The only advice I have on that front is to talk with hubby, openly and honestly, about the issue. You'll need to solve it together, and neither one of you should guess at what the other one thinks about the situation.


----------



## 3Xnocharm (Jun 22, 2012)

Well, you know it needs to be done, so you just DO it. You have to be the parent here. An 11 year old sleeping with her mommy is not normal. I realize your reasons at one point, but now its time to cut the cord. She will not die because you make a rule. And I am sure your H will be more than happy to finally have his wife back in bed with him like it should be, so I wouldnt worry too much about that part.


----------



## AliceA (Jul 29, 2010)

Take small steps. Work out your goals and a strategy with your DH. I babied my youngest for a bit too long, but I started pushing him towards independence by refusing to do small things for him. After a while he realised he liked being independent. We always gave him lots of encouragement and praise when he'd do something for himself. Note he's gone through all this before 5yrs old. But the main thing is you can't make all the changes in one hit, start with small things.


----------



## 3Xnocharm (Jun 22, 2012)

breeze said:


> Take small steps. Work out your goals and a strategy with your DH. I babied my youngest for a bit too long, but I started pushing him towards independence by refusing to do small things for him. After a while he realised he liked being independent. We always gave him lots of encouragement and praise when he'd do something for himself. Note he's gone through all this before 5yrs old. But the main thing is you can't make all the changes in one hit, start with small things.

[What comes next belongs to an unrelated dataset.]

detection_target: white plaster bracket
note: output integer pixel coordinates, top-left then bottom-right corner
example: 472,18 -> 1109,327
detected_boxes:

What small thing CAN be changed here though? She either sleeps alone or she doesnt. She is 11, so the idea of mom sitting with her til she falls asleep seems pretty absurd. You have to shove the baby bird out of the nest for it to fly, ya know?


----------



## norajane (Feb 7, 2012)

Have you talked with your daughter about WHY she insists that you watch her bathe and sleep? Maybe she is afraid (picked it up from your fears for her) that something BAD will happen to her if you aren't there. Could you allay her fears somehow?

Have you watched movies that show lots and lots and lots of kids sleep alone? Does she know that?

Has she ever gone to a slumber party with friends? Sometimes it helps kids be more independent when they see their friends are independent.

Does she look up to any kids, like your other children or cousins? Does she notice that they sleep alone? Does anyone tease her about sleeping with mommy?

Could you tell her she can take a bath with the door open (if that's feasible), or try it with the door closed while you sit outside? Maybe you can gradually show her that she's fine bathing alone with you just a shout away.

Can you use baby monitors, and tell her if she wakes up and is scared, she can just call out and you'll hear her?


----------



## Hope1964 (Sep 26, 2011)

If you just suddenly change all of this, your daughter is going to react very badly. Like NJ says, it needs to be done in increments.

Our daughter liked to crawl in with us (well, me anyway - I was always the one squished in the middle!) till she was about 14. Once a week or so, she'd end up in our bed. She would go thru periods where it was more often too. She's just an anxious person. But I never kicked her out - that would have made it worse. I did finally put a bed for her on the floor of our room and when she would come in, I would soothe her for a couple of minutes in our bed then mover her out and tuck her in on the floor. That satisfied her and kept her anxiety at bay.

I assume you have a shower? Get her to start showering. Have you talked with her about menstruation? You should if you haven 't. That would also be a good way to bring up the fact that she needs to start doing this stuff in private.


----------



## Advocado (Feb 24, 2010)

I agree with the poster who said you cannot make changes all at once. 

Can you tell your daughter that for her own sake she needs to become more independent and that you made a mistake in not doing things to encourage this when she was younger but you are going to start putting things right from now on.

With the sleeping, you could start the night in her bed as usual but get your husband to come wake you up after say a couple of hours and she can wake up in the morning on her own.

Likewise with bathing - start off with her and leave the bathroom half way through.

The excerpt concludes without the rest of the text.